TORONTO — The global economic turmoil that roiled stock markets around the world in August did little to dampen the Canadian housing market, which continued to show strong gains in sales and prices.
Analysts expressed universal surprise on Thursday that the wildly volatile swings on North American, European and Asian stock markets had little impact on housing, which for many years has been a pillar of economic growth in Canada.
While many analysts had expected a big slump — as Canadians felt poorer because of the stock losses and worried about a weak global economy — sales of resale houses remained steady and prices rose modestly in August.
The figures, released by the body that represents the bulk of Canadian real estate agents, suggest that the housing sector — propped up by low mortgage rates and solid regional economies — will continue to underpin growth in the national economy.
For years, housing has been a big job creator across Canada and has helped boost appliance, furniture, hardware and the retail sectors.
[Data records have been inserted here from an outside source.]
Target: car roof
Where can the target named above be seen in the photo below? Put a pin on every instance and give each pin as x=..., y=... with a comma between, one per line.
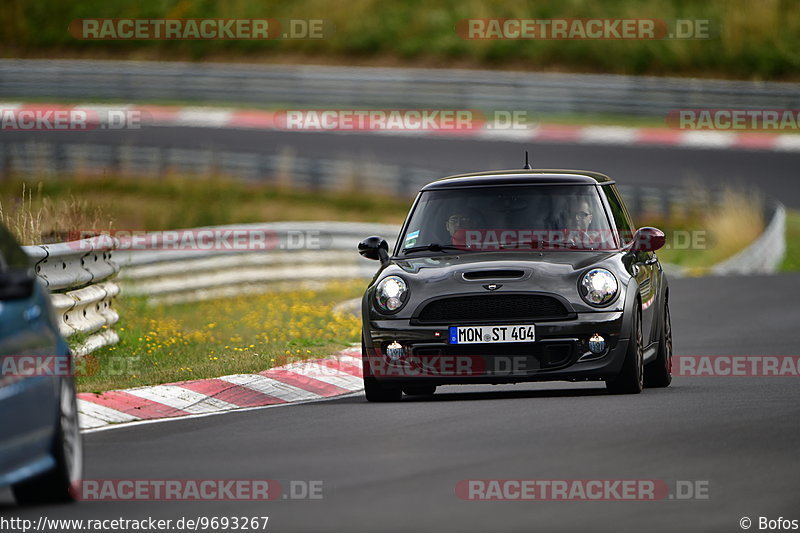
x=520, y=177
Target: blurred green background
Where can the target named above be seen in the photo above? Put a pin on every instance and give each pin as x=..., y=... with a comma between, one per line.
x=755, y=39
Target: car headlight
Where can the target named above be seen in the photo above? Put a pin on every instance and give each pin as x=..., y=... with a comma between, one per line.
x=391, y=294
x=598, y=287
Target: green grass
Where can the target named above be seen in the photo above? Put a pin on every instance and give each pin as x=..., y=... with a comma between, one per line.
x=45, y=210
x=791, y=261
x=755, y=40
x=243, y=335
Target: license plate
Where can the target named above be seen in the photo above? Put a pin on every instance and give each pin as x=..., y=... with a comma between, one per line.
x=491, y=334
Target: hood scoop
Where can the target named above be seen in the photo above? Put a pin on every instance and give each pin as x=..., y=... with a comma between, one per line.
x=483, y=275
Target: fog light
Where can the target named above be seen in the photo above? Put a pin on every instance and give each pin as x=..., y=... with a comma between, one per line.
x=597, y=344
x=395, y=351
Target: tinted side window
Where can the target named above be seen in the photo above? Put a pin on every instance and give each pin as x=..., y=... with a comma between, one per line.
x=622, y=220
x=11, y=255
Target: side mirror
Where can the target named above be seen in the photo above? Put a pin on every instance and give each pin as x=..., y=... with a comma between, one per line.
x=374, y=248
x=648, y=239
x=17, y=283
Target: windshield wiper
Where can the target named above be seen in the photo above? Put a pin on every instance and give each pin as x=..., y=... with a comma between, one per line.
x=524, y=245
x=433, y=247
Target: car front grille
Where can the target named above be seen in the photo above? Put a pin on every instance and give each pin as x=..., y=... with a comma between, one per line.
x=492, y=308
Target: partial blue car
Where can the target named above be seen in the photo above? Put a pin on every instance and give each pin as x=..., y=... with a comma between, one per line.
x=40, y=441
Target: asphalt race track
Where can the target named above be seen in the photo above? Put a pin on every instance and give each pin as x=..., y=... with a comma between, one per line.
x=394, y=467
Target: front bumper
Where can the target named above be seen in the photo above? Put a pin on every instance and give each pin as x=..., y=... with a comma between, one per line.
x=560, y=353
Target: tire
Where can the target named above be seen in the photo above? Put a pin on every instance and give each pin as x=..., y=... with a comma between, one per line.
x=54, y=486
x=659, y=372
x=419, y=390
x=373, y=390
x=631, y=379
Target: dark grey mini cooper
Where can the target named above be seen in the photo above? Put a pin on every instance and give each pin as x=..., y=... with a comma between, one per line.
x=512, y=276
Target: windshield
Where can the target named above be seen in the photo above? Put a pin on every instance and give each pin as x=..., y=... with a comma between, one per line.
x=530, y=217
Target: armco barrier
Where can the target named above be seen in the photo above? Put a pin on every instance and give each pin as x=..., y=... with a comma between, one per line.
x=79, y=275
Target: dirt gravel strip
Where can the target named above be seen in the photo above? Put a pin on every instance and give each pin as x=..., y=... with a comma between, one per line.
x=296, y=382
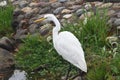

Rising prices have also made consumers feel richer and made them more likely to spend money across the economy.
The Canadian Real Estate Association’s August resale housing report showed sales of existing homes maintained the same levels seen in July and increased significantly from the same month the year before.
New listings also remained steady, the association said, adding the number of balanced local real estate markets is currently the highest on record.
Housing prices rose 7.7 per cent year-over-year to $349,916, but have come down from levels posted earlier this year as frothy markets in Toronto and Vancouver began to flatten, the brokers group said.
Scotiabank economist Adrienne Warren said the latest numbers paint a picture of a real estate market returning to a balanced state.
“It’s nice to see prices cooling off a little bit, yet not falling terribly either,” Warren said in a telephone interview. “It’s a fairly ideal market at the moment.”
Analysts say balanced real estate markets help prevent a housing bubble, where prices rise so fast and high that an inevitable plunge occurs later, with potentially devastating effects on the economy.
The collapse of the American housing market since 2008 and the current high number of foreclosures south of the border is a major reason the U.S. economy remains mired in a slump and could easily slip back into recession.
The August markets turmoil — which wiped out tens of billions of dollars in stock values in Canada — did created enough consumer worries to offset some of the benefits of low interest rates for homebuyers.
Robert Kavcic, economist with BMO Capital Markets, said low borrowing rates and strong national job growth helped to fortify the real estate market against broader volatility. But the effect of even those influential factors was beyond his expectations.
“The one thing that continues to surprise us is how steady the Canadian housing market has been,” Kavcic said. “Granted, sales were down a little bit in August, seasonally adjusted, but I would say that’s hardly disappointing given all the other turmoil we’re seeing in financial markets obviously slowing global growth.”
In its monthly report, CREA said actual sales — meaning not seasonally adjusted — came in 15.8 per cent above national levels last year. A total of 324,030 homes traded hands via the association’s Multiple Listing Service system so far this year.
The association’s chief economist Gregory Klump foresees continued strength in the Canadian market, saying low borrowing rates underpinning the current numbers are unlikely to rise in the near future.
In the August resale report, Klump noted that economic turbulence outside Canada has been been keeping interest rates low and will continue to do so.
“Those headwinds will likely persist until, and indeed after, fiscal quagmires in the U.S. and Europe are resolved,” Klump said. “In the meantime, the Bank of Canada will have ample reason to delay raising interest rates further, which is supportive for the Canadian housing market.”
The persistence of global economic woes, however, sounds alarm bells for David Madani of Capital Economics, who believes housing prices could fall by 25 per cent over the next few years.
“If you consider all the negative news that we’ve seen outside of Canada, . . . it seems to be that the economic outlook is deteriorating, and so perhaps I think what we’re seeing in housing markets is a bit at odds with the losses in confidence and uncertainty that seems to be rising,” Madani said.
“It’s a surprise, and I guess the question is, does it sound right?”
Warren predicts housing will remain strong as long as interest rates stay low, but she cautions that prices in the hot Toronto market could come under downward pressure.
The housing market in Calgary, on the other hand, is expected to pick up as oil and natural gas prices which underpin the Alberta economy rebound,
Overall, Warren said, Canadian prices should remain stable. “There’s not really a trigger out there that’s going to cause prices to come down sharply.”